Language Modeling with the H3 State Space Model
Apache License 2.0
511 stars 53 forks source link

inconsistent output from fftconv_func and native pytorch fft #15

Open mojanjp opened 1 year ago

mojanjp commented 1 year ago

Hello, I have noticed that the output of an h3 layer, when provided the same input tensor, is different when use_fast_fftconv=True versus when use_fast_fftconv=False. Similarly, I have tested this on the fftconv_func and fftconv_ref functions (in fftconv.py) and they give different outputs when given the same input arguments. Is this behavior expected? Is fftconv_func performing any approximation that causes this relatively large Euclidean distance between the two outputs? Thanks in advance for your help.

DanFu09 commented 1 year ago

Hi, thank your interest!

Can you provide more details about the differences in output you're seeing? It may be slight numerical errors due to fp32/fp16/bf16.

We have a test in tests/ops that tests for numerical errors - you can run it via pytest tests/ops/test_fftconv.py - can you run that and see if all the tests pass?
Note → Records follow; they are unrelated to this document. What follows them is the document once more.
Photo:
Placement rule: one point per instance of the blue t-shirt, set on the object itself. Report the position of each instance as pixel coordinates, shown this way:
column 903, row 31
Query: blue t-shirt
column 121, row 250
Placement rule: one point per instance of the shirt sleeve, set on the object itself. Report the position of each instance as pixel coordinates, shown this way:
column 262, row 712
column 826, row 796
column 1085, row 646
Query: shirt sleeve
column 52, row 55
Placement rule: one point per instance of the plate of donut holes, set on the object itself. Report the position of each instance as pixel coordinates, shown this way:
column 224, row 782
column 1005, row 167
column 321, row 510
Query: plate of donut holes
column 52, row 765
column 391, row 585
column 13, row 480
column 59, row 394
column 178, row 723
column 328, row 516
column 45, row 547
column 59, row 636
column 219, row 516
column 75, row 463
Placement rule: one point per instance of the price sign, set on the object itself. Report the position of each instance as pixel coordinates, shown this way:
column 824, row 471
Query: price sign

mojanjp commented 1 year ago

Thanks so much for your reply. After running tests/ops/test_fftconv.py, I received 3488 passed, 672 skipped. Here is the code snippet I use to measure the difference in outputs:

torch.manual_seed(0)
u = torch.randn(64, 1024, 128, device='cuda', dtype=torch.float32, requires_grad=False)
ssm_cfg = dict(mode='diag', measure='diag-lin')
h3_layer = H3(d_model=128, layer_idx=0, use_fast_fftconv=True, **(ssm_cfg)).to(device='cuda')
h3_layer.eval()
o1 = h3_layer(u)
h3_layer.use_fast_fftconv = False
o2 = h3_layer(u)
error = torch. sum((o1-o2)**2).sqrt()

Using the above code, the error is ~1e-4. But would that be an acceptable range for the numerical errors you mentioned?

DanFu09 commented 1 year ago

Yes, that is within a standard numerical error that can come from two slightly different but mathematically equivalent implementations of the same operation, or from converting between fp32/fp16 and bf16.